# Did a heat loss.....does this seem right



## MaverickM23 (Feb 15, 2013)

Following others advice on here I downloaded a program and did a heat loss calculation. I used the slant fin software. Put in all of the data to the best of my knowledge. My home is a 1950 sq ft main floor, with an 1885 sq ft basement with poured walls, built in 2003 living in Central PA. I used the average temp we had this year in January which was 28 degrees and I got a heat loss of 52,989 an hour. My question is does this seem right? I also calculated the fuel I used in January to February, 200 gallons in 36 days, and from that using 139,000 BTU's per gallon found that I used 32,175 an hour. I know some days were colder than others but is my figuring correct. And also if this is my heat loss how do I apply this to boilers I am looking at?


----------



## maple1 (Feb 15, 2013)

What do you have for a boiler now - and what is its rating?
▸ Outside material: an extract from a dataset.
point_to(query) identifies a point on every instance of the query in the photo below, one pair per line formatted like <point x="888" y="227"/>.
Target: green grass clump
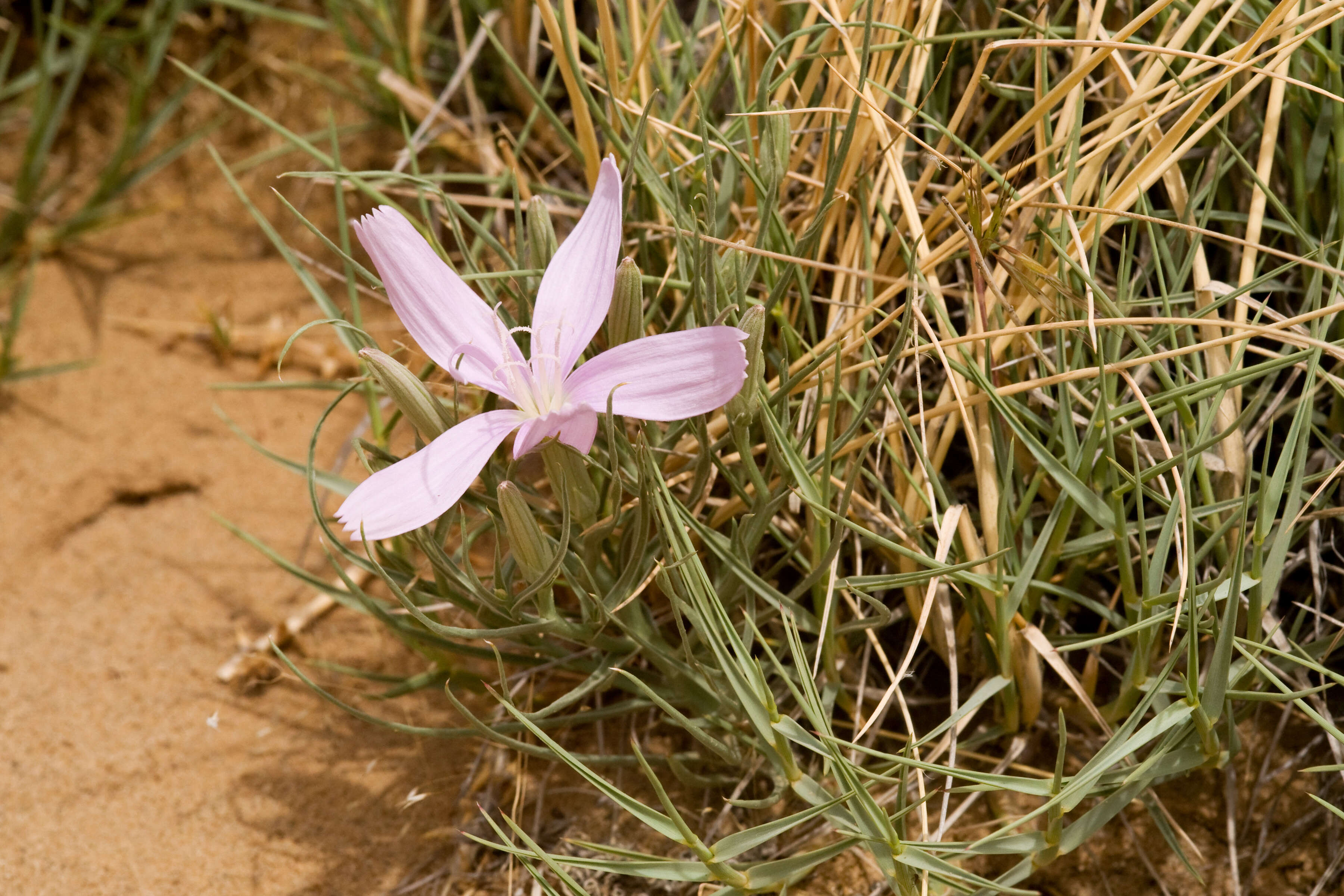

I didn't do any heat loss number crunching at all when I decided on my new setup. I just tried to find out as best I could what my old boiler did on wood (which was pretty +/-, I couldn't find any wood rating on it and pretty well only guesses at it), and my new one was double that. And I think maybe 50% more than my old ones rating on oil. That was good enough for me. Then with storage able to take any extra heat, I figured I was pretty safe. It's worked out even better than I was hoping for - the house has been warmer than it ever was and I think I'm only burning half the time than with the old one.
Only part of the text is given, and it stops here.